Jest 2.47. W autobusie prócz kierowcy jest jedna pasażerka, 33-letnia mieszkanka pobliskiej Czeladzi. Kula albo odprysk szkła z wybitej szyby trafia ją w policzek. Na szczęście to tylko draśnięcie. Jak informuje policja, kobieta odmówiła pomocy medycznej i nie zgłosiła przestępstwa.
Strzały z wiatrówki
Policja badała zdarzenie pod kątem zniszczenia mienia. - W autobusie wybite zostały trzy szyby. Wymiana to koszt około 10 tys. zł - mówi nam Dorota Nowak z PKM w Sosnowcu.
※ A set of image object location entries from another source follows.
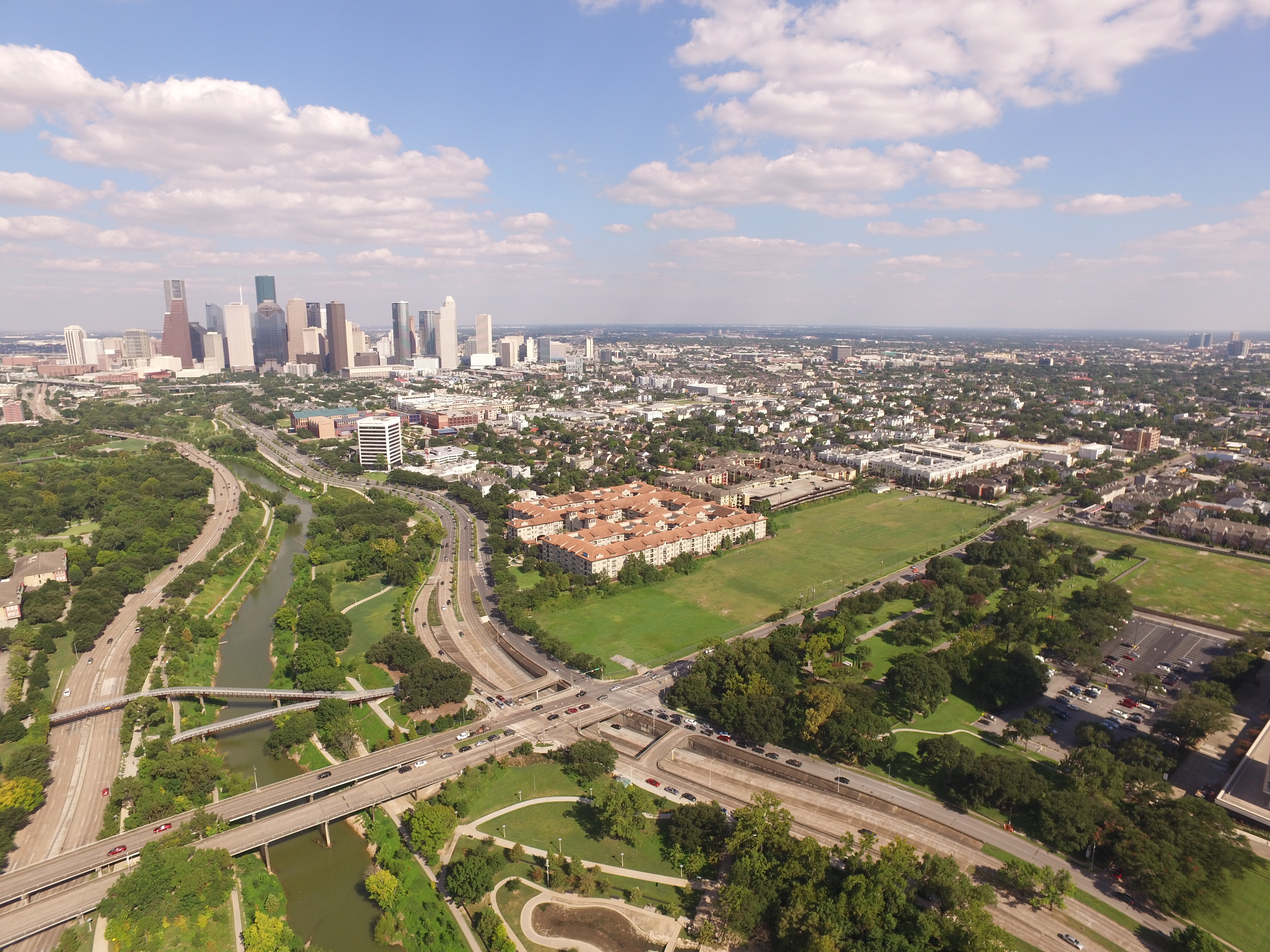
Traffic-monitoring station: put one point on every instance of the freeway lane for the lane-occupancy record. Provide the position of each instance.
(87, 755)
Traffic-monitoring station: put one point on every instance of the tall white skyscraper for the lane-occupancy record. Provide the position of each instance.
(238, 337)
(485, 334)
(214, 351)
(298, 319)
(448, 336)
(74, 337)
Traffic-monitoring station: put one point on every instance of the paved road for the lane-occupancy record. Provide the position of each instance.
(87, 753)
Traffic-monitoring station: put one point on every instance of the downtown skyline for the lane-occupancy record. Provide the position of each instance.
(608, 163)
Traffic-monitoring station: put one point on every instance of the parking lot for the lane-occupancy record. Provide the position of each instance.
(1142, 647)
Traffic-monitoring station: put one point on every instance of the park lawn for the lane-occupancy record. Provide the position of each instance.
(524, 579)
(543, 824)
(511, 903)
(313, 758)
(817, 553)
(371, 677)
(370, 727)
(371, 623)
(1243, 918)
(346, 593)
(542, 780)
(1206, 587)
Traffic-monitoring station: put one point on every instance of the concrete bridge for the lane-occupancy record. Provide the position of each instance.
(201, 692)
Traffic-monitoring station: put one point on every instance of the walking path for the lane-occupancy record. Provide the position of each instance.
(471, 830)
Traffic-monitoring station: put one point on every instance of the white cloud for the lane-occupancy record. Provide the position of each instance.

Dodaje też, że strzały padły z wiatrówki.
- Gdyby w autobusie było więcej osób, mogłoby być nieprzyjemnie, odłamki szkła mogłyby im wyrządzić krzywdę - dodaje Nowak.
Autobus jest nowoczesny, z monitoringiem z zewnątrz i wewnątrz. - Zabezpieczamy zapisy - mówi Aleksandra Nowara, rzeczniczka śląskiej policji.
Na wideo, które otrzymaliśmy widać samochód, z którego prawdopodobnie strzelano.
Jechało pięciu, strzelał jeden
Śledczy już ustalili osoby, które podróżowały tym autem. W sumie było ich pięcioro i najprawdopodobniej byli pijani. Podróżowali od lokalu do lokalu.
- Na komisariat zgłosił się 19-latek z Sosnowca, który powiedział, że to on strzelał i przyniósł broń pneumatyczną - mówi Magdalena Wiśniewska ze śląskiej policji.
Mężczyznę zatrzymano, został przesłuchany. Prokuratur zdecydował wszcząć śledztwo w kierunku sprowadzenia niebezpieczeństwa w ruchu lądowym. 19-latkowi grozi do 8 lat więzienia.
- Prosimy o kontakt wszystkie osoby, które mogłyby mieć informacje w tej sprawie - apeluje Nowara.